Holding only Australian airport securities would have exposed investors to a volatility of 33.87 per cent over the five-year period, while adding European and New Zealand airport exposures could have helped reduce overall volatility for an allocation to listed airport securities.

Investing solely in Australia exposes investors to more volatility based on the relative concentration in the Australian infrastructure market. Global diversification by adding global sectors and geographies with lower volatility potentially will lower an investor’s overall portfolio volatility.

Diversification benefits

To achieve portfolio diversification, gaining exposure to a mix of sectors of geographies with low correlations among them generally means that returns do not move all at once, which moderates the highs and lows in a portfolio.

By sticking to an Australian-only infrastructure investment strategy, investors will miss out on the diversification benefits a global infrastructure portfolio can provide.

For example, figure 1 demonstrates the correlations between Australian infrastructure returns and those across other countries and regions in the AMP Capital Global Infrastructure and Utilities Index.

The data shows that for the last 10 years, Australia was correlated to the Index portfolio to a factor of 0.62, and similarly 0.60 for the MSCI World index.

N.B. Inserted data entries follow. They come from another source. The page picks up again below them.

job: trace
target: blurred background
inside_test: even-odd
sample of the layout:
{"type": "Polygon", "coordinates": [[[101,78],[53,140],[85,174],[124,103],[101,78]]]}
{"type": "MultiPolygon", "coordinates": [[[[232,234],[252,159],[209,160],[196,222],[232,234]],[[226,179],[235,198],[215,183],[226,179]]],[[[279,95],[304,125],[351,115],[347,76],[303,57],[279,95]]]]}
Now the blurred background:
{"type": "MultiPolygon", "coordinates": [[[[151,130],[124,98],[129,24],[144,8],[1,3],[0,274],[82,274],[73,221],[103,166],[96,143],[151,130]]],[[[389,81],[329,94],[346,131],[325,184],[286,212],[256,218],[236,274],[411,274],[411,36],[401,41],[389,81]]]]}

However, lower correlations to the UK (0.36), New Zealand (0.35), Canada (0.18), and Japan (0.11) highlight relatively low correlations available to investors whose strategy encompasses a global portfolio of infrastructure securities.

Adding infrastructure to a portfolio

In addition to the overall benefits of diversifying infrastructure investments globally, at a higher level, adding infrastructure to a portfolio adds overall diversification benefits relative to other asset classes.

Figure 2 shows the correlations between listed infrastructure and utilities against other key sectors. For example, there is a strong correlation with global listed infrastructure securities at 0.64, as would be expected.

However, at the other end of the scale, correlation with unlisted infrastructure investment is low at 0.31. It is also low against international bonds (0.19), Australian bonds (0.03) and Australian direct property (0.01).

The diversification benefits are even more pronounced with the addition of global unlisted infrastructure to a portfolio. Figure 3 illustrates that correlation between unlisted infrastructure and other asset classes range from a low of 0.1 to a high of just 0.36.

On a total exposure basis, adding either listed or unlisted infrastructure offers diversification benefits to a total portfolio, while adding global geographic diversification can further enhance the overall diversification benefits within an infrastructure allocation.

Getting the right mix

Blending the diversification benefits globally, by adding international listed to an unlisted portfolio yields a significant reduction in volatility.

In this case we have used an Australian unlisted portfolio because of the limitations in obtaining long-term return data on a global unlisted portfolio.

Figure 4 shows asset class returns adjusted for risk for the 10 years to December 2010. On a volatility adjusted basis, the steady returns for infrastructure assets, both listed and unlisted, stack up well compared to other asset classes over the long term.

Over the last 10 years, listed global infrastructure as measured by the AMP Index returned an average of 9.7 per cent per annum, with volatility of around 11 per cent, while unlisted infrastructure portfolios delivered an average of 9.3 per cent per annum, with volatility of around 8.7 per cent.

However, blending both listed and unlisted infrastructure exposures produced a return of 9.7 per cent per annum, but with an even lower volatility than both listed and unlisted of around 8 per cent, based on a 50/50 investment mix.

Clearly, investors who stick to an Australian only investment allocation are missing out on significant diversification benefits available in the global infrastructure market. Moreover, they will likely experience higher volatility than some of the other international markets. Blending both listed and unlisted infrastructure investments together in a global portfolio can significantly reduce overall volatility without forgoing returns.

Perry Lucas is portfolio manager of AMP Capital’s Core Infrastructure Fund.